# The New Tsuru Pics !!!!



## SR200 (Feb 2, 2004)

*http://members.cardomain.com/sr200

CHECK OUT THE PICS I NEED SOME IDEAS ON WHAT TYPE OF WHEELS !!!!*


----------



## whiteb14 (Jul 7, 2002)

bro... ur ride is super cleeeeeeean. i love b13 se-r's. i like the rotas u got on now. they flow good with the car.


----------



## dry (Oct 21, 2002)

sweet car man, looks good how it is!


----------



## JayL1967 (Apr 30, 2002)

nice and clean ride...good job


----------



## alexburke21 (Aug 19, 2002)

what's wrong with the absolutely beautiful wheels you already have on there?


----------



## SR200 (Feb 2, 2004)

Thanks For The Good Feed Back I Want To Get Biger Wheels Like Some 17x7 Wheels Or Some Thing.

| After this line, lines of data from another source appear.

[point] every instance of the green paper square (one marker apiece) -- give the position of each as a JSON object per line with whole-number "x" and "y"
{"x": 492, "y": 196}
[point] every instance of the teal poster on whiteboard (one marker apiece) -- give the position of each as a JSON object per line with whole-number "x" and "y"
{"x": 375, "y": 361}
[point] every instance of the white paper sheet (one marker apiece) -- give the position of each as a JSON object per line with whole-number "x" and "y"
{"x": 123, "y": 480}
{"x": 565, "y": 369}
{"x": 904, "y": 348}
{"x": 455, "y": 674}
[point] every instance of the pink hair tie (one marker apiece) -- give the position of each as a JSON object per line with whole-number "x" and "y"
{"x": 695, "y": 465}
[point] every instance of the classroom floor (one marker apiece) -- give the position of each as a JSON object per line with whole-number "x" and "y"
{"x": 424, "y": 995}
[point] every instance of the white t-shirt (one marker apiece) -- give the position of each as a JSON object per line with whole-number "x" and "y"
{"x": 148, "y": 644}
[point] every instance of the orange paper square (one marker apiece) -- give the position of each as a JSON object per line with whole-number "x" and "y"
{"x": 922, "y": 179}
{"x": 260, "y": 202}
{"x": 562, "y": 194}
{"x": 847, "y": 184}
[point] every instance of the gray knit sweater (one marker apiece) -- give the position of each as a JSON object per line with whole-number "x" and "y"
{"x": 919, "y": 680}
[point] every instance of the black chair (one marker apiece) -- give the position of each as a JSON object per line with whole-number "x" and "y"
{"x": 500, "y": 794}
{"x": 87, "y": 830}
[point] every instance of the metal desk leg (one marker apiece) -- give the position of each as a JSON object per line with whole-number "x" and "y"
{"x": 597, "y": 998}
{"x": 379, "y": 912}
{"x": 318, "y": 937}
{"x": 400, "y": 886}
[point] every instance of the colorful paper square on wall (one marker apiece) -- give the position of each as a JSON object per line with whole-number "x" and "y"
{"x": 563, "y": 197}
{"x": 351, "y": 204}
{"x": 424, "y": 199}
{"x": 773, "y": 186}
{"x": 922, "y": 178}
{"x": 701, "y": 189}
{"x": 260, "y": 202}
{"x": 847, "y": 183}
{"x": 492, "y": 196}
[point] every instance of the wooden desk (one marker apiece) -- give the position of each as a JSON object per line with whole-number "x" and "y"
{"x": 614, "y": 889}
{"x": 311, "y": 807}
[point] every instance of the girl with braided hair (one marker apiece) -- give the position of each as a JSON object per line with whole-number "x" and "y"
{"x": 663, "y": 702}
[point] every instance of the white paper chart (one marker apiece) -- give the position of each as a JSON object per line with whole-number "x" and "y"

If You Guys Need Any Tsuru Parts Let Me Know I Will Give You The Best Price.

I Have Headlights, Tails, Mats, Center Councels Just Like The One's 
On My Car. {Free Shipping In The U.S.}


----------



## snkee200sx (Aug 22, 2002)

dude keep the 15's. i used to own some 17's and now i just put on some 15x7 bronze slipstreams. i deffinitally like the 15's better


----------